Fundamentals of Border Gateway Protocol (BGP) - Part 2
Mar 12, 2019Part 1 of our blog series on Border Gateway Protocol (BGP) gave you an overview of BGP and then delved into BGP message types and neighbor states. Now, in this post, you'll learn about one of the most challenging aspects of BGP, how it makes its path selection decision. While routing protocols such as RIP, OSPF, and EIGRP each have their own metrics used to pick the "best" path to a destination network, BGP uses a collection of path attributes (PAs).
BGP Path Attributes
When your BGP speaker receives a BGP prefix, there are going to be many path attributes tagged to it, and we know that these are going to be critical when it comes to BGP doing things like choosing a very best path to a destination. Interestingly, not all of these path attributes are created equal.
All BGP path attributes fall into one of four main categories. Note that this list also provides example attributes in each category. Do not be too concerned with these specific attribute values now, as you will understand many of them fully when you complete this blog series.

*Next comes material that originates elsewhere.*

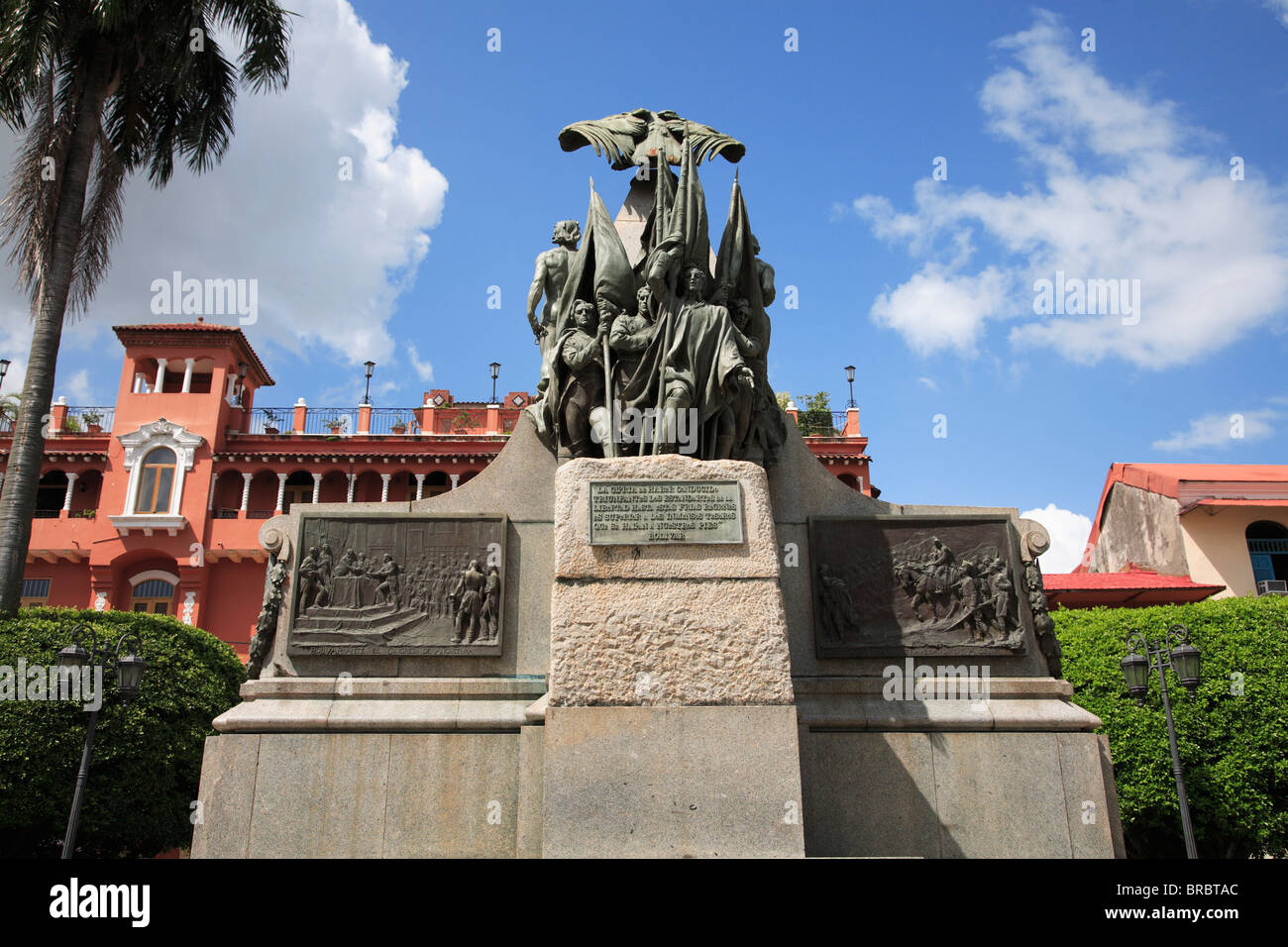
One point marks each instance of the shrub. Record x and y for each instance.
(147, 757)
(1232, 745)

- Well-Known Mandatory (for example: Origin, AS Path, and Next Hop)
- Well-Known Discretionary (for example: Local Preference)
- Optional Transitive (for example: Community)

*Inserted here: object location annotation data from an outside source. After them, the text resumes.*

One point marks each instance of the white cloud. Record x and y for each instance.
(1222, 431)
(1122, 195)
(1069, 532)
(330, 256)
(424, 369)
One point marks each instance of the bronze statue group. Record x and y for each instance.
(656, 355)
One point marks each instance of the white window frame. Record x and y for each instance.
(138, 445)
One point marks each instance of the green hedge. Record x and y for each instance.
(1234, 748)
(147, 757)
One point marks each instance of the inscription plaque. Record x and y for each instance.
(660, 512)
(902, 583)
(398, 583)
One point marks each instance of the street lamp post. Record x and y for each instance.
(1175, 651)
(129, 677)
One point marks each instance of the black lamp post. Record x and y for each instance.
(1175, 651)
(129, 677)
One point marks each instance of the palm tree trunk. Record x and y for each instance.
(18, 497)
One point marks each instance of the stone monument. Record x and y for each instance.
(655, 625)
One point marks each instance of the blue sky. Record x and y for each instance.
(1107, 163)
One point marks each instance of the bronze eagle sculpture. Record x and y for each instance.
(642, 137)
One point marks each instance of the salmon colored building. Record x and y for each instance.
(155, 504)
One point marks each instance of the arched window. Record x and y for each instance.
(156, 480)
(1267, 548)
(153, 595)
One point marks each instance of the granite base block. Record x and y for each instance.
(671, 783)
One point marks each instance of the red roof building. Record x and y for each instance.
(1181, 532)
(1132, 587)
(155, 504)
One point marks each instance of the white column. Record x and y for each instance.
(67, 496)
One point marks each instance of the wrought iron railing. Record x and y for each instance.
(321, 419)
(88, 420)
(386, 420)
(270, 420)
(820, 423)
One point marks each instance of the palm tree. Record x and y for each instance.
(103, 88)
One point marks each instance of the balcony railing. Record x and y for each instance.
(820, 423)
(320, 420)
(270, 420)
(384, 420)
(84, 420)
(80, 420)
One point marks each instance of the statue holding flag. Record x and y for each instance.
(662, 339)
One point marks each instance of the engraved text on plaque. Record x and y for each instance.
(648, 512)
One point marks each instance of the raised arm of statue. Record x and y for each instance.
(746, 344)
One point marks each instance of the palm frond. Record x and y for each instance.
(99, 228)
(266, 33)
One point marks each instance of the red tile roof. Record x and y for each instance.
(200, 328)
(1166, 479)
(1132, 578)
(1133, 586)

- Optional Non-Transitive (for example: Cluster List)
Notice that two of the categories begin with the term well-known. Well-known means that all routers must recognize this path attribute. The two other categories begin with the term optional. Optional means that the BGP implementation on the device doesn't have to recognize that path attribute at all.

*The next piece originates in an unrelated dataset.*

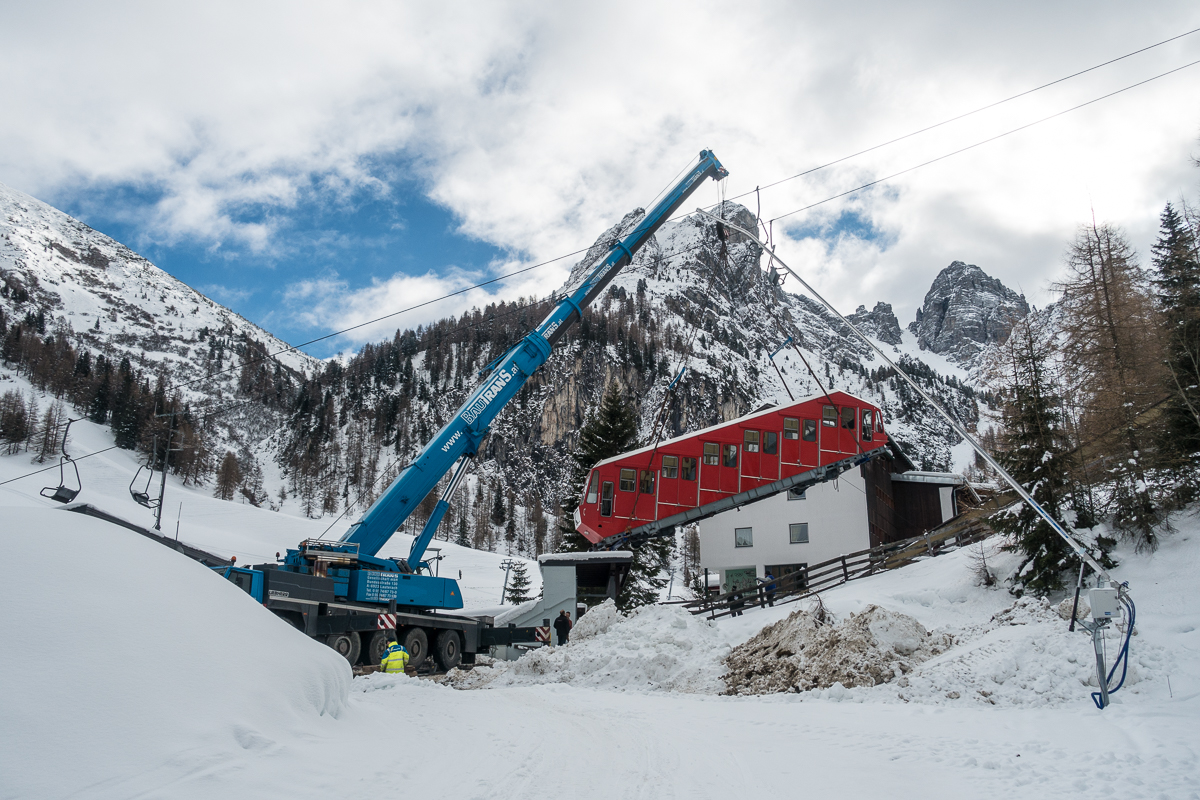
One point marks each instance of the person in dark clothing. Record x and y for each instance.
(771, 588)
(563, 626)
(737, 602)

Then we have the terms mandatory and discretionary associated with the well-known term. Mandatory means that the update must contain that attribute. If the attribute does not exist, a notification error message will result, and the peering will be torn down. Discretionary, of course, would mean the attribute does not have to be in the update.
With the optional attribute categories, we have transitive and non-transitive. If transitive, the device needs to pass that path attribute on toward its next neighbor. If non-transitive, it can just ignore that attribute value.
Example 1 shows the examination of several of the path attributes for a prefix that has been received by the TPA1 router from the ATL router. Note that we use the show ip bgp command in order to see this information that is stored in the BGP routing database. Specifically, this output shows the attributes of Next Hop, Metric (MED), LocPrf (Local Preference), Weight, and Path (AS Path).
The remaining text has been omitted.